Description of problem: My customer upgrade from 4.3.0 to 4.4.9 and the haproxy.config change and add this parameter on backend. alpn h2 server pod:xxxx-8-vx7ft:xxxx:10.xx.7.75:8444 10.xx.7.75:8444 cookie f209111d3d62592d80e7ac9f49943327 weight 256 alpn h2,http/1.1 ssl verifyhost mock-xxx.xxx-xxx-dev.svc verify required ca-file /var/run/secrets/kubernetes.io/serviceaccount/service-ca.crt Currently are the upgrade from 4.3.0 to 4.4.9 their WebSocket java application is not working via the Route anymore blocking them. Version-Release number of selected component (if applicable): How reproducible: Upgrade from 4.3.0 to 4.4.9 compare haproxy.config Steps to Reproduce: 1. 2. 3. Actual results: Expected results: Additional info: Please refer to this PR: https://github.com/openshift/router/pull/123
The fix here should only be for 4.4 as in 4.5 we have enabled HTTP/2 on the front- and backend.
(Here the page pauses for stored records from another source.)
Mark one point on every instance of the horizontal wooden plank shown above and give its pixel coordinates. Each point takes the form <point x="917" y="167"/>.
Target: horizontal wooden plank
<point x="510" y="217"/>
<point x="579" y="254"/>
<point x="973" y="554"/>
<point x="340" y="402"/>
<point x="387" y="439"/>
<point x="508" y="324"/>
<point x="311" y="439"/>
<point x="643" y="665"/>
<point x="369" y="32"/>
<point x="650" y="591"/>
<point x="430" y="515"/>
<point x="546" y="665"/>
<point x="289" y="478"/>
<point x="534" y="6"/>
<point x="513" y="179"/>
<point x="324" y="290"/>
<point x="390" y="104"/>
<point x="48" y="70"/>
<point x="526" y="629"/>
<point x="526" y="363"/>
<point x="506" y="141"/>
I need to test but this is likely to break in 4.5 too. Moving to 4.6 for further investigation and will backport.
We're asking the following questions to evaluate whether or not this bug warrants blocking an upgrade edge from either the previous X.Y or X.Y.Z. The ultimate goal is to avoid delivering an update which introduces new risk or reduces cluster functionality in any way. Sample answers are provided to give more context and the UpgradeBlocker flag has been added to this bug. It will be removed if the assessment indicates that this should not block upgrade edges. The expectation is that the assignee answers these questions. Who is impacted? If we have to block upgrade edges based on this issue, which edges would need blocking? example: Customers upgrading from 4.y.Z to 4.y+1.z running on GCP with thousands of namespaces, approximately 5% of the subscribed fleet example: All customers upgrading from 4.y.z to 4.y+1.z fail approximately 10% of the time What is the impact? Is it serious enough to warrant blocking edges? example: Up to 2 minute disruption in edge routing example: Up to 90seconds of API downtime example: etcd loses quorum and you have to restore from backup How involved is remediation (even moderately serious impacts might be acceptable if they are easy to mitigate)? example: Issue resolves itself after five minutes example: Admin uses oc to fix things example: Admin must SSH to hosts, restore from backups, or other non standard admin activities Is this a regression (if all previous versions were also vulnerable, updating to the new, vulnerable version does not increase exposure)? example: No, itβs always been like this we just never noticed example: Yes, from 4.y.z to 4.y+1.z Or 4.y.z to 4.y.z+1
router#123 landed for bug 1826990, so I'm dropping the formal reference here to make it clear that that PR isn't a fix for this bug (maybe it was a workaround for this bug?)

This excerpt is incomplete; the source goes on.